Plasma-based surface modifications and nano-structured multifunctional coatings for the next generation of biodegradable Mg-based bone-contact implants

用于下一代可生物降解镁基骨接触植入物的等离子体表面改性和纳米结构多功能涂层

• 批准号: 543660-2019
• 负责人: Mantovani, Diego
• 金额: $ 7.6万
• 依托单位: Université Laval
• 依托单位国家: 加拿大
• 项目类别: Collaborative Research and Development Grants
• 财政年份: 2019
• 资助国家: 加拿大
• 起止时间: 2019-01-01 至 2020-12-31
• 项目状态: 已结题
• 来源: https://www.nserc-crsng.gc.ca/ase-oro/Details-Detailles_eng.asp?id=692872
• 关键词: Plasma; based; surface; modifications; nano

The use of dental implant is nowadays quite widespread, with a global dental implants market size valued at USD 3.77 billion in 2016. The positive outcome of the implant is related to several factors, such as, for example, the quality of the fixation bone that needs to be augmented when insufficient. Several clinical procedures are available. For example, guided bone regeneration (GBR) by membranes is a clinical practice recognised for being low invasive for the patient. Nevertheless, the two commercially available class of biomaterials (porous Ti or collagen-based membranes) present some drawbacks. Porous Ti needs to be removed when healing is completed, while collagen-based membranes exhibit an uncontrollable degradation rate. The query for new biomaterials is launched. Adsorbable metallic biomaterial, mainly Mg-based (for their intrinsic osteo-inductivity), are of particular interest. In one hand, they match the mechanical properties of Ti. In addition, in the other hand, they match the bio-functionality of collagen-based solutions. Magnesium-based materials, with targeted chemical formulations, lead to mechanical, electrochemical and biological properties compatible with orthopedic devices. Furthermore, the controlled degradation rate, the mechanical resistance and the cytocompatibility that is required from GBR, can be achieved by improving the surface properties of the biomaterial. A nanostructured coating can provide the material with an improved antibacterial behaviour, increase the radiopacity, enhance osteoconductivity, and even promote cell adhesion. These features can be targeted by a multi-step surface modification process of the Mg-alloy substrate, which include electrochemical pre-treatment, plasma-based deposition and a post-treatment. The aim of this project is to design, optimise and validate this multi-step process leading. By closing working together, Laval University, Plasmionique and Biotrics will explore the feasibility of a new class of biodegradable coatings with advanced functionalities. The versatility targeted in this project will make these new degradable biomaterials for a wide range of bone-contact applications, including dental and orthopedic.
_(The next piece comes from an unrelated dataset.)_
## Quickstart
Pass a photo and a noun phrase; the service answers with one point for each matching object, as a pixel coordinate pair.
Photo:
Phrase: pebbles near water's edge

牙种植体的使用如今相当普遍，2016年全球牙种植体市场规模为37.7亿美元。植入物的积极效果与几个因素有关，例如，固定骨的质量，当固定骨质量不足时，需要进行增强。有几种临床程序可供选择。例如，通过膜引导骨再生(GBR)是公认的对患者具有低侵入性的临床实践。然而，商业上可用的两类生物材料(多孔钛或胶原膜)存在一些缺陷。当愈合完成时，需要去除多孔钛，而胶原膜表现出不可控制的降解率。启动了对新生物材料的查询。可吸附金属生物材料，主要是镁基生物材料(因为其内在的骨诱导能力)特别令人感兴趣。一方面，它们与钛的机械性能相匹配。此外，另一方面，它们与胶原蛋白溶液的生物功能相匹配。镁基材料具有针对性的化学配方，可产生与整形外科设备兼容的机械、电化学和生物性能。此外，可以通过改善生物材料的表面性质来实现GBR所需的可控降解速度、机械阻力和细胞相容性。纳米涂层可以为材料提供更好的抗菌性能，增加放射不透明度，增强骨传导性，甚至促进细胞黏附。这些特征可以通过对镁合金衬底进行多步表面改性处理来实现，该工艺包括电化学前处理、等离子体沉积和后处理。该项目的目的是设计、优化和验证这一多步骤流程领先。通过密切合作，拉瓦尔大学、Platmionique和Biotrics将探索一种具有先进功能的新型可生物降解涂料的可行性。该项目的目标是多功能性，使这些新型可降解生物材料适用于广泛的骨接触应用，包括牙科和整形外科。